P. huisarts, wonende te Q., nader te noemen: de arts,

ingestelde hoger beroep van de beslissing van het Medisch Tuchtcollege te Zwolle van 9 december 1995, waarbij hem op de klacht van

R., wonende te Q., nader te noemen: klaagster,

de maatregel van waarschuwing is opgelegd.

1. Het Centraal Medisch Tuchtcollege heeft kennis genomen van de stukken van eerste aanleg, waaronder het proces-verbaal van de zitting in eerste aanleg en de beslissing waarvan beroep, alsmede van het beroepschrift en het aanvullend beroepschrift van de arts, van het verweerschrift in hoger beroep van klaagster, en van een op verzoek van de raadsman van de arts opgestelde huisartsgeneeskundige expertise van prof. dr T., hoogleraar huisartsgeneeskunde te S.

2. De zaak is in hoger beroep behandeld ter terechtzitting van het Centraal College van 26 november 1996. Aldaar zijn gehoord klaagster, de arts, bijgestaan door

mr. U., advocaat te V., en de door het Centraal College uitgenodigde deskundige prof. dr W., hoogleraar huisartsgeneeskunde te X.

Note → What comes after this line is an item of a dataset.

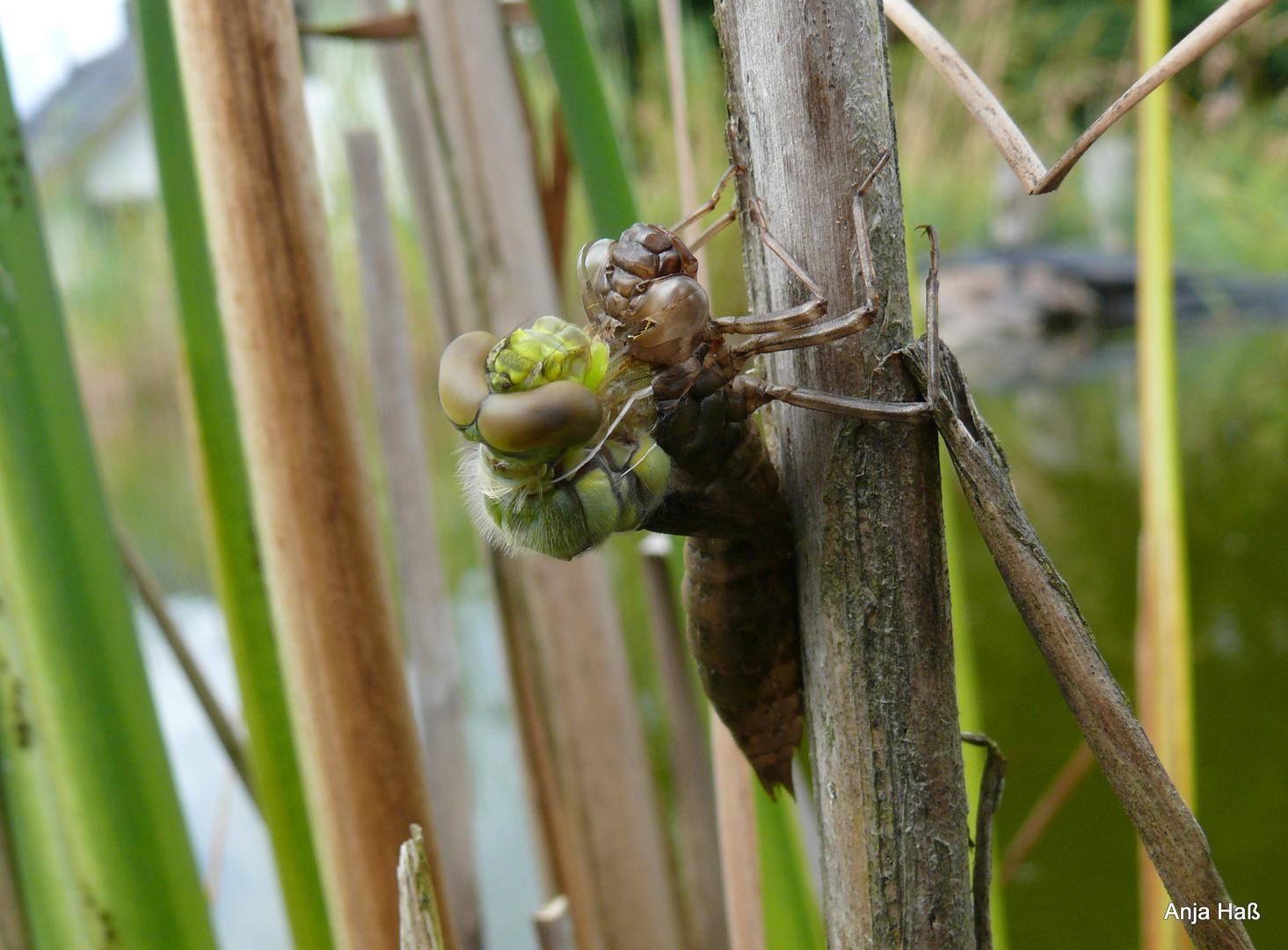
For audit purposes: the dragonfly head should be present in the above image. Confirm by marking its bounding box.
[438,317,608,462]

3. Het hoger beroep is tijdig ingesteld.

4. Met betrekking tot de feiten en omstandigheden die aanleiding hebben gegeven tot de klacht, heeft het College in eerste aanleg het volgende vastgesteld.

Met ingang van 5 september 1994 heeft de arts zich als huisarts te Q. gevestigd. Vanaf 1 mei daaraan voorafgaand was hij reeds aldaar als waarnemer werkzaam. De eerste contacten met klaagster betroffen spreekuurbezoeken op 2 mei en 7 juni 1994. Toen werden klachten gepresenteerd die niet in relatie staan met de onderhavige casus.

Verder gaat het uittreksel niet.